On the road, Josie started the engine and steered her car towards the building that used her five days a week. She had a 24-hour pass because her head-up-her-arse boss once needed her to go in and fetch a report she wanted for an out-of-town presentation. Could the boss not get it? “No! I have a house full! Please, Josie. Thank you, dear.”
Thank you, dear? Josie had kept the pass. The boss had never asked for it back.

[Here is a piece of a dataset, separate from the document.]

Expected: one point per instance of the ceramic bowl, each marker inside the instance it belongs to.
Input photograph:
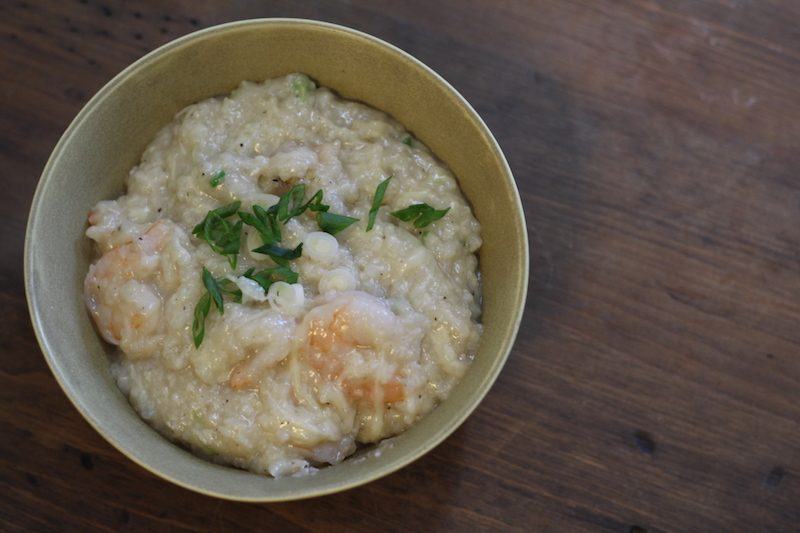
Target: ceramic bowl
(106, 139)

At the office, things were even more quiet than Josie had expected. Still and dark and peaceful. “Beautiful,” she whispered then glanced at the clocks on the wall showing the time in six different countries. 4.19 a.m. The night watch guy was asleep in his van. It’s what he always did. She’d checked on her way in, just in case. Magazine open on his chest. Snoring deeply. Sleeping peacefully.
Josie went to the fourth floor, took the tin out of her pocket and started in the bosses office. The stranger had said to stare into the flame. She lit the curtains first, then spread lighter fuel up the walls. The sprinklers would come on soon. She had to spread the flames fast. So she ran. Like she did when she was eighteen and she had a plan and a vision and dreams. She ran down the stairs lighting bins and paper and chairs and tables and anything a flame would take to. She ran like the Greek gods themselves were on her heels. The alarm screamed, water spewed from the ceiling battling the fire, Josie laughed and spun in circles.
Outside, she stared into the flames, focused on her breathing and let her mind go clear. The stranger was right. The answers do come when you let things slow down.
She pulled out her phone and dialed 999. When the operator answered, Josie was brief. “My name is Josie Cane. I’ve set a building on fire. I’m going to do it again. Do you want to pick me up here or should I come to the nearest police station?”
At the police station a very nice young officer asked her to empty her pockets. She had keys, an empty tin of fuel, matches and three Oreos. “You can have those if you like,” she said to the young man. He smiled and gave her a very comfy white jumpsuit to put on. White also matched her hair so she didn’t mind.
She was charged with arson. She said yes, she was guilty, guilty, guilty, guilty. Josie was given fifteen months in prison. She smiled and thanked the judge. “We can get it reduced,” her lawyer insisted.
“Oh, no.” Josie hugged her children and kissed her husband. “Fifteen months is much more than I hoped for.”
Protected from the world by concrete walls, Josie sat in the yard with a dozen other women, all with their faces to the sun, focusing on their breathing, calming their thoughts, clearing their minds. Meditation. The prison recommended it. In fact, there were classes. Rehabilitation, they called it.
One of the woman breathed in deep, then let the air flow slowly from her lungs. “Anyone know what’s for dinner?”
“Not sure,” one of the others said. “I think it’s cottage pie, chips and bread and butter pudding.”